22 Dec 2023

Ardie Savea on 2023 and being in a new kids' book

From Nine To Noon, 11:32 am on 22 December 2023

After a whirlwind year, Ardie Savea is loving a change of scene in the Japanese mountains.

"It's refreshing. I feel like a kid going to school for the first time," the World Rugby Player of the Year tells Kathryn Ryan.

New Zealand rugby player Ardie Savea in Kobe, Japan

New Zealand rugby player Ardie Savea in Kobe, Japan Photo: @ardiesavea

After almost taking the All Blacks to World Cup glory this year, Ardie is currently playing with the Kobelco Kobe Steelers and living in the city of Kobe.

"I'm loving it, meeting my new teammates, linking out with some old teammates ... just experiencing something new."

Then there's the "massive blessing" of telling his own origin story in the new children's book One Good Kiwi.

The journey of Ardie and his brother Julian ("Jules") to both becoming All Blacks is told with a message about love, Ardie says, of family and sport.

Growing up, the Savea brothers – "two quite active and creative kids" – received a lot of support from family members.

"There's a saying that it takes a village to raise a kid and I think that was the case with me and my brother. We relied on aunties and uncles, family, friends, our teammates' parents, they would offer us rides to our games and training.

"When you're older, you kind of appreciate and I'm really grateful for those people."

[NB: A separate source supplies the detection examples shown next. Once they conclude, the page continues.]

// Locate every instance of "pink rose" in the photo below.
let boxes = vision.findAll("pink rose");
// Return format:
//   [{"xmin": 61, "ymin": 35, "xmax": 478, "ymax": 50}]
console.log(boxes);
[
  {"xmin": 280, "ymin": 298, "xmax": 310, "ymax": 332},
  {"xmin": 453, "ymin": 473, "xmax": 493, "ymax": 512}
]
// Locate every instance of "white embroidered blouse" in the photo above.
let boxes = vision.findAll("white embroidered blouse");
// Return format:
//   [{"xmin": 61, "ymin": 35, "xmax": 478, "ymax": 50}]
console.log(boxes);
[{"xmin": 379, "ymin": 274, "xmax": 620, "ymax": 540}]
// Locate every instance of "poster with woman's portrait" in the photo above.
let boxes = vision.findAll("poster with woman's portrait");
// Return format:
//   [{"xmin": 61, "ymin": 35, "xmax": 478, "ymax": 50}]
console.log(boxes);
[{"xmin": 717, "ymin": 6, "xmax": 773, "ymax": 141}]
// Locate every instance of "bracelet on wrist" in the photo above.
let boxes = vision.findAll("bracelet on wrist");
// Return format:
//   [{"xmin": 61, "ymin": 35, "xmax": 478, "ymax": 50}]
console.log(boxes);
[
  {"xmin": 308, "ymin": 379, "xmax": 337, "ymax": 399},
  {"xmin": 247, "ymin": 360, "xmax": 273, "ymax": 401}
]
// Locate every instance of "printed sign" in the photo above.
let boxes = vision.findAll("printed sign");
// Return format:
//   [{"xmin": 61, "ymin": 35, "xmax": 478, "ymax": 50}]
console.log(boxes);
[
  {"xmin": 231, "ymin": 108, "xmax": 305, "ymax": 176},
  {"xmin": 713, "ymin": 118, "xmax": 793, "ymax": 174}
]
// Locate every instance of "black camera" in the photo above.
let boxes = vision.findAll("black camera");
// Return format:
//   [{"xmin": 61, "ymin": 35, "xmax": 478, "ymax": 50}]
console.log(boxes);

Ardie says he modelled himself on his older brother.

"I was kind of a quiet observer and was getting inspired by him without even saying anything, just through his actions. I think that was the dynamic - I was just observing my older brother and wanting to be like them. And yeah, it kind of just played out that both of us were blessed to play professional rugby."

Ardie and Julian Savea at Hurricanes training.

Ardie and Julian Savea in 2020 Photo: PHOTOSPORT

Their journey wasn't always easy, though.

"With great things comes with great sacrifice. A lot of good things don't come easy. There's gonna be a lot of challenges along the way, but you just got to keep at it and if you love it, you'll get there."

On the rugby field, Ardie is committed to leading by example.

"Actions speak louder than words and people follow what you do. That's always been how I've operated through my rugby career. I try and lead by action and if men want to follow they follow."

He sees this same philosophy reflected in the leadership styles of Victor Vito, Ma'a Allan Nonu and Dane Coles.

"Most of them didn't really speak much but just led through action. And when they did speak, they were quite powerful. Ma'a, even though he was a big leader and a superstar, he was amongst the young boys having a laugh and hanging out with them and being on the ground. Those are the kinds of things that stand out."

In the two years leading up to the World Cup in September, the All Blacks were "closer and tighter" than ever, Ardie says.

Despite their 12-11 loss to South Africa, he found a lot of positives in the experience.

"It was one of the most enjoyable tournaments that I've had off the field – connecting with the boys but a lot of learnings on the field, too.

"It'd be good to get together with some of the group and reflect and get learning so if we're blessed enough to be in the team next year we can take those learnings and improve and be better and grow ourselves."

In the meantime, Ardie is looking forward to his family flying in just before Christmas.

"It's going to be awesome for the kids to be able to experience Japan, experience Kobe, meet some new family members and new uncles and just really enjoy the time here."

Ardie Savea is an ambassador for the digital koha app One Good Kiwi. All proceeds from the One Good Kiwi book go to the "amazing" charity Kiwi Christmas Books.